Fino al 28 novembre, al Teatro Manzoni di Milano, è in scena Vittorio Sgarbi con lo spettacolo Dante e Giotto. Una lezione di arte e letteratura che non rinuncia alla consueta ironia del critico culturale più autorevole d’Italia, che riempie la sala alla sua prima. Ecco la nostra recensione.

IL CAST
Vittorio Sgarbi. Musiche composte ed eseguite dal vivo da Valentino Corvino.
LA TRAMA
Dante Alighieri e Giotto. Due contemporanei del 1300 che si stimavano, al punto che persino nella Divina Commedia viene elogiato il pittore per avere superato in bravura il suo stesso maestro Cimabue. Ma non è solo l’amicizia a legarli. Dante e Giotto raccontano la vita, la cristianità, l’occidentalismo.

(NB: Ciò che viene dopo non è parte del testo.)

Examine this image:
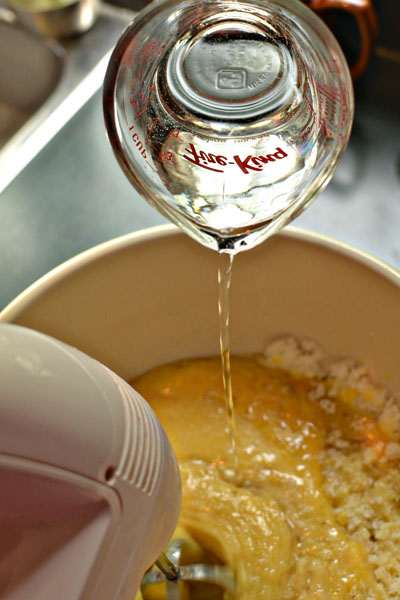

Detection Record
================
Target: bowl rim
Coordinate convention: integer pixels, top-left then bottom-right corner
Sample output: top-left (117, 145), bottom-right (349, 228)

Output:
top-left (0, 224), bottom-right (400, 322)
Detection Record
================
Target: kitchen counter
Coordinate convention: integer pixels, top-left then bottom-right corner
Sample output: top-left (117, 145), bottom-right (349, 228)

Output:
top-left (0, 4), bottom-right (400, 309)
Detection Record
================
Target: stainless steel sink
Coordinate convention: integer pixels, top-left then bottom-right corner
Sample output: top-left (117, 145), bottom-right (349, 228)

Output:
top-left (0, 4), bottom-right (135, 193)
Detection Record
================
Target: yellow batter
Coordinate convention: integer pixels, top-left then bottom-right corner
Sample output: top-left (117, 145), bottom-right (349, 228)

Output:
top-left (132, 357), bottom-right (395, 600)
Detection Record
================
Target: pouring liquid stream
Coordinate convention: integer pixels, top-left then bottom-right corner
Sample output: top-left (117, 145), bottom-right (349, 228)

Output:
top-left (218, 251), bottom-right (237, 460)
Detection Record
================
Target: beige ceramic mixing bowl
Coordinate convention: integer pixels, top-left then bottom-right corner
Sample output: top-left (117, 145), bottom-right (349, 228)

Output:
top-left (0, 226), bottom-right (400, 390)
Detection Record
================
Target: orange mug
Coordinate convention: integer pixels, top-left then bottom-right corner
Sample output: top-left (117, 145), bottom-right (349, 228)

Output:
top-left (303, 0), bottom-right (378, 79)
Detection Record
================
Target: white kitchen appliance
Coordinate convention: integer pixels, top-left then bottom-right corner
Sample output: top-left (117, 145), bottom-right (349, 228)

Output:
top-left (0, 324), bottom-right (181, 600)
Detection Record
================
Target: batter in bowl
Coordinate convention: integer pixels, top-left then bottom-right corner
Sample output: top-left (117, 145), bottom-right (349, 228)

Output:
top-left (132, 346), bottom-right (400, 600)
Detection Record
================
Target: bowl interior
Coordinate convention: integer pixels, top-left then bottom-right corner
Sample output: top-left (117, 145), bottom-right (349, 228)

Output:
top-left (0, 226), bottom-right (400, 390)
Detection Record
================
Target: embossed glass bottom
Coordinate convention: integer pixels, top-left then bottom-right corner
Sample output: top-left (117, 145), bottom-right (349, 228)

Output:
top-left (162, 16), bottom-right (297, 121)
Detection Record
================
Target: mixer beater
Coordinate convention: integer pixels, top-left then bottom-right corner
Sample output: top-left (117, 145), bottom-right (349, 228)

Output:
top-left (141, 532), bottom-right (236, 600)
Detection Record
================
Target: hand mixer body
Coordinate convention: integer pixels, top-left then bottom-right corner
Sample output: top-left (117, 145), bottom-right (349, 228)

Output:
top-left (0, 324), bottom-right (181, 600)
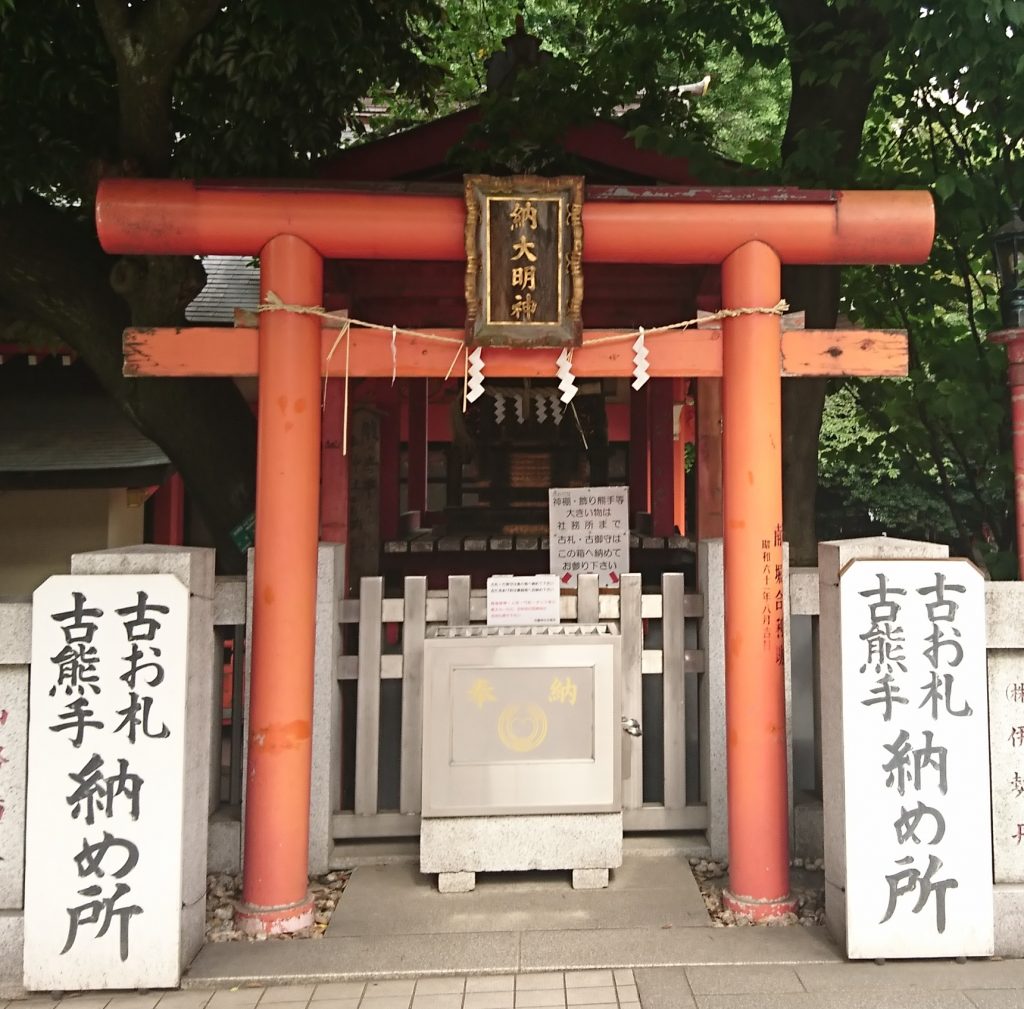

Insomma, sono contemporanei anche a noi stessi. Ancor più di Picasso, racconta Sgarbi, interrogandosi sul concetto di modernità. Nessuno quanto Dante e Giotto seppe essere poeta e pittore nello stesso momento. Dante, nelle sue descrizioni della Divina Commedia, di fatto dipinge scene e personaggi che ci appaiono come reali. Dovremo, fa notare Sgarbi, aspettare Manzoni prima di ritrovare una letteratura capace di costruire icone ancor prima di qualunque rappresentazione fisica. Giotto, identicamente, nelle sue opere non si serve solo di colori vivaci capaci di andare oltre la tradizione bizantina (“Una rottura di palle incredibile fino a quel momento”, scherza Sgarbi). Il pittore infatti inseriva ogni dettaglio utile alla comprensione di un’intera storia. I suoi dipinti sembrano parlare: sulla stessa scena ci si può soffermare per tantissimo tempo perché diversi personaggi creano un trasporto emotivo assolutamente poetico. Introvabile in qualunque altro artista. Con un dichiarato orgoglio di appartenere al Paese della cultura e della bellezza per eccellenza, Sgarbi guida il pubblico in un percorso che riesce a raccontare in modo inedito Giotto e Dante. Ossia due artisti italiani, importanti ai fini dell’unità nazionale, vissuti quando ancora l’Italia non era unita.
LA MORALE
L’arte più autentica regala immagini e poesia nello stesso tempo. E ci parla di noi e della nostra cultura: non è un caso se il più grande Poeta e il più autentico dei pittori ci narrano sempre anche della nostra cristianità.
IL COMMENTO
Chi altro, se non Vittorio Sgarbi, potrebbe inventarsi una presentazione di assoluta cultura, che sfiori persino Patty Pravo e Michele (“Se ci pensate in una canzone fu in grado di interpretare la sintesi di tutta la poetica di Petrarca: Dite a Laura che l’amo!”)? Ironico, sarcastico, pungente e come sempre disinteressato al politically correct che, in effetti, ha anche un po’ rotto le scatole. Sgarbi ironizza ma non insulta nessuno, anzi chi crede di entrare in sala e sentirsi dare della capra, si sentirà al contrario più colto uscendo dal teatro. Merito del critico, che raccoglie applausi da tutti. Anche quando, con impareggiabile simpatia e un sorriso di chi sa di averla detta divertente, ribadisce: “Oggi per andare alla Cappella degli Scrovegni bisogna entrare da dietro, si vede che ormai va di moda”. Mimico, interprete delle stesse scene dipinte da Giotto e Dante, Sgarbi intrattiene per un’ora e mezza di arte lasciando sempre accesa l’attenzione del pubblico.
LA SORPRESA
Valentino Corvino al violino con tre stacchi musicali, coadiuvato da uno schermo su cui vengono proiettate figure di un percorso infinito di colori, è la perla di uno spettacolo che ci avvicina al sublime e al divino. Pensavate fosse stato raccontato tutto di Giotto e, in particolare quest’anno, di Dante? Ecco, Vittorio Sgarbi vi stupirà. Parla di due poeti, ma il vero poeta contemporaneo è lui.